16. What has been the result of her deferral to the Archbishop? --her obedience to the Archbishop led to her desecration and indirectly to her death; feels her flesh degraded, Guido’s sexual instinct a form of rapacity, l. 783
17. What form of imagery is associated with Capponsachi? 921 ff.
18. Do others view him as does she? --all others see the case differently, including her parents, ll. 972-73
19. In your opinion is the idealization of Pompilia’s character a flaw of the poem? Or is it in fact a form of realism?
(She’s one of very few good characters in the entire epic; she and the Pope are the only characters not presented as deeply flawed, and arguably the Pope is driven in part by sectarian bias against the Molinists.)
20. Do you think Browning does best at presenting heroes, villains, mixed cases, or all three?
21. What attitudes does this poem seem to express toward religion?
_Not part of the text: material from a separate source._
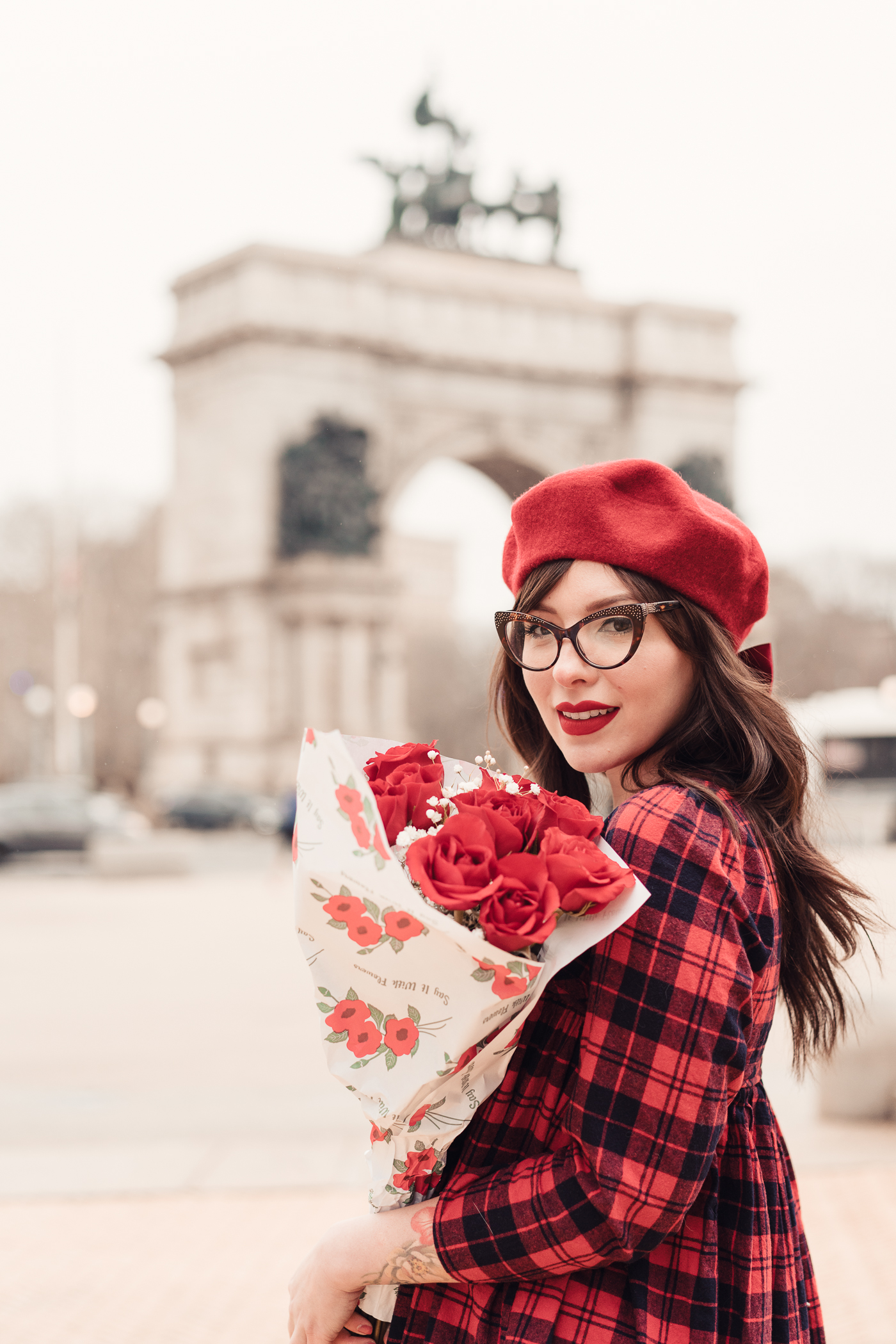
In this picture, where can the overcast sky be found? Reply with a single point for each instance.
(728, 154)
Toward Catholicism as an institution?
22. The Ring and the Book has been accused of reflecting the influence of sensation literature of its day. Can you defend Browning’s choice of the epic’s themes and plot?
23. How does Browning’s presentation of love resemble that of other Victorian poets--Tennyson, D. G. Rossetti, Christina Rossetti, Elizabeth Barrett Browning or William Morris? Are there any unusual or distinguishing qualities to the portrayal of love and sexuality in this poem?
24. At the conclusion of The Ring and the Book, Browning dedicated his poem to his late wife. Can you see the presence of any possibly biographical or autobiographical themes in “Pompilia”?